Continuing this theme and wishing I had more time to go into it, here is the third of Berry’s “Good Solutions”:
“A good solution improves the balances, symmetries, or harmonies within a pattern–it is a qualitative solution–rather than enlarging or complicating some part of a pattern at the expense or in neglect of the rest.”
This might be the core idea of all the good solutions. Because we are anti-structure and anti-form in our artistic habits and because in our business habits we apply the patterns to limited domains (only including what we can measure), we are unable to think about “balances, symmetries, or harmonies within a pattern.” We dismiss these as vestiges of an outdated, pre-Darwinian world, if we think about them in context, or we simply regard them as impactical and too hard to think about.

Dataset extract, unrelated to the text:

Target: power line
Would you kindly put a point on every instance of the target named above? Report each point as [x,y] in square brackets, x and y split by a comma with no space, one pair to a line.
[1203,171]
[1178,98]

Here’s an intellectual exercise: list three or four problems with American education. Now read three articles on each (or just choose one). Analyze the solutions proposed in each, looking for the following: non-quantitative solutions, recognition of the wider patterns within which the specific problem being discussed is contained (how far out do those patterns go?), use of words like harmony, balance, and symmetry.
You’ll probably read about “balance” because it is the easiest to see and the most external of the principles of order. You can balance something within itself without any regard at all for the wider patterns within which the thing subsists. Balance doesn’t ensure the health of an organism, though it is necessary.
I hope I can write more on this principle. I also hope others will comment, especially school leaders. I truly believe that Berry has put his finger on the fatal flaw in the implicit organizational theory of our society.